# Chapter 4 Kernel regression estimation I

The relation between two random variables \(X\) and \(Y\) can be completely characterized by their joint cdf \(F\) or, equivalently, by their joint pdf \(f\) if \((X,Y)\) is continuous. In the regression setting, we are interested in predicting/explaining the *response* \(Y\) by means of the *predictor* \(X\) from a sample \((X_1,Y_1),\ldots,(X_n,Y_n)\). The role of the variables is not symmetric: \(X\) is *used* to predict/explain \(Y\).
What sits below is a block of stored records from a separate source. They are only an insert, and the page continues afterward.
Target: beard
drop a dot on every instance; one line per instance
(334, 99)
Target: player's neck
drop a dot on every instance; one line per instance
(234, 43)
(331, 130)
We first consider the simplest situation^{115}: a single *continuous* predictor \(X\) to predict a response \(Y\).^{116} In this case, recall that the complete knowledge about \(Y\) when \(X=x\) is given by the conditional pdf \(f_{Y| X=x}(y)=\frac{f(x,y)}{f_X(x)}\). While this pdf provides full knowledge about \(Y| X=x\), estimating it is also challenging: for each \(x\) we have to estimate a *different curve*! A simpler approach, yet still challenging, is to estimate the conditional mean (a scalar) for each \(x\) through the so-called *regression function*

\[\begin{align} m(x):=\mathbb{E}[Y\vert X=x]=\int y\mathrm{d}F_{Y\vert X=x}(y)=\int yf_{Y\vert X=x}(y)\mathrm{d}y.\tag{4.1} \end{align}\]

As we will see, this density-based view of the regression function is very useful to motivate estimators.

For the sake of introducing the main concepts in kernel regression estimation. On Chapter 5 we will see more general situations with several predictors, possibly non-continuous.↩︎

Formally, the response \(Y\) does not need to be continuous. We implicitly assume \(Y\) is continuous to use (4.2) as a motivation for (4.5), but the subsequent derivations in the chapter are also valid for non-continuous responses.↩︎